To answer specifically the question about how they helped develop the world, I think the key book was Pathfinders, because it showed how the prevailing winds of the Indian Ocean and the relative lack of them in the Atlantic determined the course of world history, i.e. that our environment shapes us (I can bore you with my ten minute presentation of the history of the world using only a badly drawn globe and a handful of arrows whenever you like). So when I then came to look at a plant-based ‘magic system’ and all the various species that make the fightbrews, poisons and cures, I realised that because they were so amped up they were entirely determining factors in battles for supremacy among states. It followed therefore that recipe books for these concoctions would be more valuable than gold and diamonds, that states would effectively be drug cartels when it came to international trade etc. (which is where the history of the East India company comes in).
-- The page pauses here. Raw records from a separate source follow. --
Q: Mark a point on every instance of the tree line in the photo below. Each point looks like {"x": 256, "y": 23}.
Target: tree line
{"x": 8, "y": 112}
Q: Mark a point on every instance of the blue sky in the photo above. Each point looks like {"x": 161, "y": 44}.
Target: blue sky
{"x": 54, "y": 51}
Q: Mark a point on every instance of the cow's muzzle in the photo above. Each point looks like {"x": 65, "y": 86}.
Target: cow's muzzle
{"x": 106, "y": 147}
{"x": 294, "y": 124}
I followed the environmentally determining factors to their conclusions for the societies of the world of Sarun, and the ramifications felt re-assuringly solid.
[DW] The brews in Snakewood do everything from making a person superhumanly strong to improving eyesight. Do you ever plan on releasing a glossary detailing the different brews and their effects?
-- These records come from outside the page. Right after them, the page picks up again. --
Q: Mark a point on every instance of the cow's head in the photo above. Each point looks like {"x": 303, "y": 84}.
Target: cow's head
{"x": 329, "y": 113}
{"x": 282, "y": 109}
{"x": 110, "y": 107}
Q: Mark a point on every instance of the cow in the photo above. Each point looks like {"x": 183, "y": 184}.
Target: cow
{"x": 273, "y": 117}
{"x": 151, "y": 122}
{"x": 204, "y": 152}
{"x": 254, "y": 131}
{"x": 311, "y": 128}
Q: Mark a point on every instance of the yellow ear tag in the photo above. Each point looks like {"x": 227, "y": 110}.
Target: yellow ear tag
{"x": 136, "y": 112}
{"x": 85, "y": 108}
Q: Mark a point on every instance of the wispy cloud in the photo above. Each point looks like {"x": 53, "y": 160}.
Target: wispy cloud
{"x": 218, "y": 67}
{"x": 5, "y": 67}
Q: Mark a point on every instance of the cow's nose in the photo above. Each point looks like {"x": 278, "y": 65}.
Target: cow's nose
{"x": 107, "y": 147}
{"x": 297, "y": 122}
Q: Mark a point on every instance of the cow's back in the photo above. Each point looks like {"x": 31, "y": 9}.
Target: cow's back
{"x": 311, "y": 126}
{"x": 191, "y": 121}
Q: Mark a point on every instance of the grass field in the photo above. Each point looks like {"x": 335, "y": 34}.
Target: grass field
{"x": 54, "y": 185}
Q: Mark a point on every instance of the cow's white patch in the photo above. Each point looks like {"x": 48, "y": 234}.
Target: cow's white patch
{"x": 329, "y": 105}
[AS] Not as such. I have a list I work from and mess about with from my above research, but I’m not that interested in creating something like an ‘RPG’ ruleset or table of the ingredients used in the mixes and their effects unless it drives the story forward in some way. I do ensure that plant used in brews where I reference real world herbs corresponds in terms of climate and look and feel, because I think those things are useful and simple ‘anchors’ that help the reader jump from our world to the new and not get entirely lost and disorientated. Delicate and diminutive anchors of course, but these are the threads that make the worldbuilding easier to absorb.
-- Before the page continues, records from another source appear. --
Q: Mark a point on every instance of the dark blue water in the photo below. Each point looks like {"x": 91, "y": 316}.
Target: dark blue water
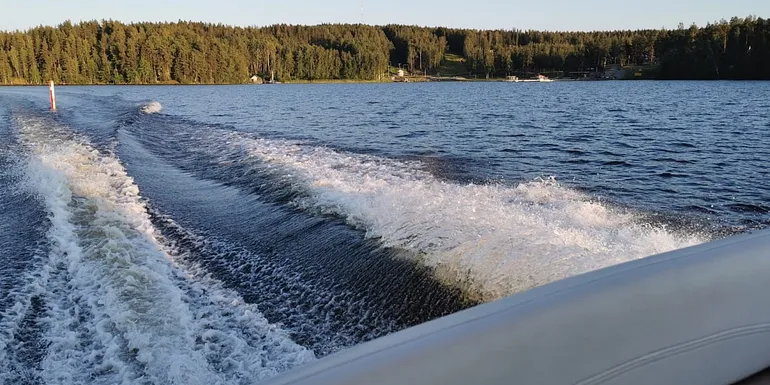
{"x": 283, "y": 223}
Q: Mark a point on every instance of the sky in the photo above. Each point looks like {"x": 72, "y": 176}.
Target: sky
{"x": 573, "y": 15}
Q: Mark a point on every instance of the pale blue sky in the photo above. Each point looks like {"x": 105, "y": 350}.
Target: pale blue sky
{"x": 483, "y": 14}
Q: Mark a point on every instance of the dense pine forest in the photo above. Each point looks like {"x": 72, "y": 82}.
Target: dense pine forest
{"x": 110, "y": 52}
If enough Snakewood fans ever get cranky enough about it I daresay I wouldn’t want to disappoint them, but I can’t help thinking I’d only end up exposing a fat wodge of continuity errors!
[DW] What can we expect to see next from you?
[AS] Well, I’ve recently signed a two book deal with Orbit for more stories from Sarun, the world in which Snakewood is set (YESSS!!). I would be jumping for joy at this point but these manacles you’ve got me suspended from are making my wrists bleed. Anyway, anyone who’s read Snakewood will understand what The Post is, a kind of global trading guild that’s a bit like the Mafia and the Catholic Church combined. The more history I gave The Post when planning Snakewood, the more fascinated I was with its origins. Orbit agreed! So the next book goes back about 250 years to tell the story of a remarkable woman who would change the world. I can’t wait for you to meet her, but it won’t be until 2018 I’m sorry to say.
[DW] Thank you for joining us, Adrian. Readers, if you’d like to check out Snakewood by Adrian Selby, use the links below to head on over to Amazon, or read my review if you’re not convinced yet!
[AS] Umm, you’re not leaving me down here, are you? Not even a cup of water after all that?